The two-day Elephanta festival which ended on Saturday may have brought more public attention to the spectacular caves, but there has not been much to cheer for the state tourism department as it has not been able to remove the unauthorised shops run by people from the three villages in the island.
Although the tourism department is trying to develop Elephanta island in a way appropriate for a world heritage site, rehabilitation of the shopkeepers is proving to be a major roadblock. Conservationists and tourism officials agree that Elephanta will not regain its historical pristine look without the removal of these shops. There are about 25 shops, all unauthorised, along the stairway leading from the jetty to the caves.
The villagers have no other source of income except selling of trinkets, coloured stones, little elephants carved in marble etc to tourists. The island is too small (2 square kilometres) for agriculture and there is not enough space to shift the shops some distance away from the caves.
Bhushan Gagrani, Managing Director of Maharashtra Tourism Development Corporation, said that his predecessors have even considered the possibility of giving the shopkeepers training in job skills, so that they could do other work, but there’s no demand for such skills on the island.
According to Gagrani, the option of removing the few hundred villagers from the island would mean taking away their livelihood. “If we provide them with some other place, tourists won’t go there,” he said.
“This idea, moreover, is inhumane and would be intolerable to UNESCO, which gave the world heritage site status to Elephanta,” said Tasneem Mehta of INTACH, a conservationist who drew up the area development plan for Elephanta in 2002.
One place where the resettlement idea worked is the Ajanta caves. There too, shops were strangling the heritage site. In 2002, the MTDC resettled the shops in a specially-built shopping complex at Bhardapur, three kilometres away.
However, as of now, MTDC is implementing parts of the Elephanta redevelopment plan. It has installed new solar-powered lamps along the pathways and the tiled pathways around the cave have been re-done. In addition, Gagrani said, MTDC is rebuilding the public toilet near the jetty and covering up the jetty at a cost of Rs 1 crore, provided by the Ministry of Tourism which has promised a kitty of Rs 25 crore for the works on Elephanta.
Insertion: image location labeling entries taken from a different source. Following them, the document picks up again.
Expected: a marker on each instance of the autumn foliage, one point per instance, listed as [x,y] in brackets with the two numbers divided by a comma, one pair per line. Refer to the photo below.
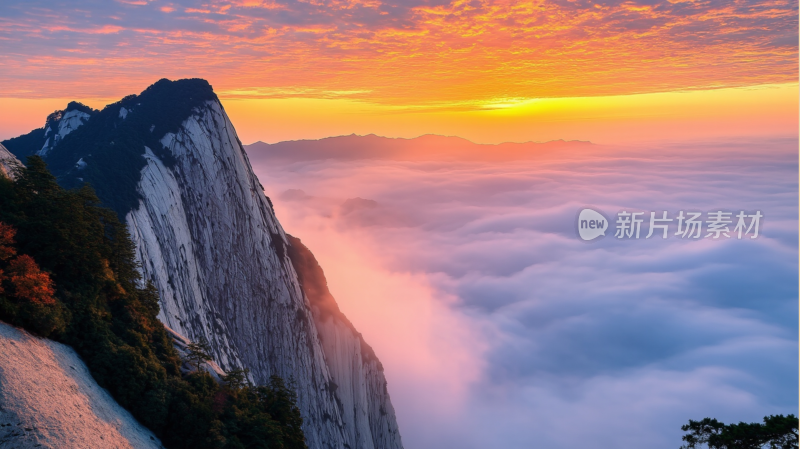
[22,279]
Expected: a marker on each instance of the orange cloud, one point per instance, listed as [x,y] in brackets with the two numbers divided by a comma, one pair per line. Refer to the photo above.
[452,55]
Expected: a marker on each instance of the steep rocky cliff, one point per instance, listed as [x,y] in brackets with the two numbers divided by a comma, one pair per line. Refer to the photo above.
[356,371]
[170,163]
[48,399]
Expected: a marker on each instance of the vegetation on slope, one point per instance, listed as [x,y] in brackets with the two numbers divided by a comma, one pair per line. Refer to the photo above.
[777,432]
[68,273]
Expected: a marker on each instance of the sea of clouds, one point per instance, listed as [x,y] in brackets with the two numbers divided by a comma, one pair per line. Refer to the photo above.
[499,327]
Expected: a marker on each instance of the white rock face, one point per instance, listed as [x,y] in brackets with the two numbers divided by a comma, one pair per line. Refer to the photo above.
[356,371]
[69,121]
[48,399]
[8,163]
[208,238]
Earlier, in the 1990’s during the first two phases of the redevelopment plan, the Archaeological Survey of India had completed restoration of the caves—erased the graffiti by the visitors and buttressed the cave pillars. The state tourism department and INTACH converted the caretaker’s hut into a mini-museum focussing on the caves.
Now, besides the jetty and the toilet construction, the third phase includes removal of the shops.